Being an adult is very difficult. It's been quite the adjustment living alone and working every day. On Friday, my car was making weird noises and I had to take it in to the shop yesterday. Because my car was acting up, there was a chance I wasn't going to make it to alumni weekend at Miami.
Being a teacher is hard. My morning class is off the wall crazy! I have two spanish speaking students, which is a challenge in itself. Some of the children use physical means of handling conflict. So I feel as though I'm constantly having to stop what I'm doing to break up a fight. There's only a handful of students in the morning class who actually listen and follow directions. By the time the PM class arrives, I'm exhausted. Luckily, the afternoon class are angels so I get the crazy out of the way. Then, I hit rock bottom when I burst into tears at the start of a meeting I had with my principal. As soon as she asked, "how's it going?" the tears fell. It was extremely embarrassing! But as always, my principal is amazing and she just handed me a box of tissues and said "talk to me. What's going on?" I'm not going to go into the particulars of the meeting, but let's just say that I ended up feeling so much better after I met with her.

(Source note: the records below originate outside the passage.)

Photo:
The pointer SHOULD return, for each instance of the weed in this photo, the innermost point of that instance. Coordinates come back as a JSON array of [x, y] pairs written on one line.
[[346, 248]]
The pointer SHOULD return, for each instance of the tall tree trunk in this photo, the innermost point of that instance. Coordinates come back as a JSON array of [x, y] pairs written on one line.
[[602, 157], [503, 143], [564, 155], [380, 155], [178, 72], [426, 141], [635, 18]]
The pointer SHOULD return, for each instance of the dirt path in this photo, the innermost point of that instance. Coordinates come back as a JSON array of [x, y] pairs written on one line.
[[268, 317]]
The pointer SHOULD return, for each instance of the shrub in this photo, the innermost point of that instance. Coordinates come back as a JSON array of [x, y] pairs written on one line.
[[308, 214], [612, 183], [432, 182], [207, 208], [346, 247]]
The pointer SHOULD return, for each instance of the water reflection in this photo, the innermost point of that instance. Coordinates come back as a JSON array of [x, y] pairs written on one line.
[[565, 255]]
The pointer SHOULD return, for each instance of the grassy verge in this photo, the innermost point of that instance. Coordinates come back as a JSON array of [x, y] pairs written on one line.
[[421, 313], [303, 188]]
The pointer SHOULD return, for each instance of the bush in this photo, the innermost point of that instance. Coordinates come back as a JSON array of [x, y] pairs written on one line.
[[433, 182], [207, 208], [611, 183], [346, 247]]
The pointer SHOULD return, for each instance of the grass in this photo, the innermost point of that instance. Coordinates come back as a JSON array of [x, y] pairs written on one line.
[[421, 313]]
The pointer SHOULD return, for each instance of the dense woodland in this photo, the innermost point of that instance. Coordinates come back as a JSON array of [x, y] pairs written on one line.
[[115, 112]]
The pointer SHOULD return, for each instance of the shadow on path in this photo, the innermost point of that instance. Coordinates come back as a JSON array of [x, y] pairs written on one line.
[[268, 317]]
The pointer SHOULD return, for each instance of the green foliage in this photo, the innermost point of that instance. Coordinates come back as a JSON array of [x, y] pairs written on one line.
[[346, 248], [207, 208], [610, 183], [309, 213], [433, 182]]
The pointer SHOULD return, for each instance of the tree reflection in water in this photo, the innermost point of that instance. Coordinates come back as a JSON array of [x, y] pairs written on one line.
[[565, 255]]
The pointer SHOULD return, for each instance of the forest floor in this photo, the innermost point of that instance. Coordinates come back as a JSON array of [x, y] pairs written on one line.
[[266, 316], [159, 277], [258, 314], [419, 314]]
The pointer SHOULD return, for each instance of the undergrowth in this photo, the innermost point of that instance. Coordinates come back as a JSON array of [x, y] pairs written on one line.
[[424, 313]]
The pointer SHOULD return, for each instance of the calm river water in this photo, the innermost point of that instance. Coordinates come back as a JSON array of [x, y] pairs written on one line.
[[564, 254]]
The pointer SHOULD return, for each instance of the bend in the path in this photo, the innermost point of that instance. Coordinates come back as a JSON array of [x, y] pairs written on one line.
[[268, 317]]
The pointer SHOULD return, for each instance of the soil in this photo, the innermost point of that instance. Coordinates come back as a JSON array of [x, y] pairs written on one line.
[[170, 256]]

I definitely think it's going to take me awhile to adjust to these HUGE changes in my life. But if I can keep having weekends like the one I had this weekend? I think I'll survive. First, I went to the homecoming football game and the Redhawks KILLED IT! The best part of it was that I got to see the game with my two best friends! Then, I went home and took a nap before returning to Oxford to go out with my best friend Jenny. Today, I enjoyed a lazy Sunday. I am currently at the library, catching up some shows and updating my dear readers on what's going on in "the world of Liz."
I apologize for not having a Teacher Insight Thursday post. It's difficult to get one written when I don't have internet at home and am extremely busy with work. But I will try to get one up when I've found my routine.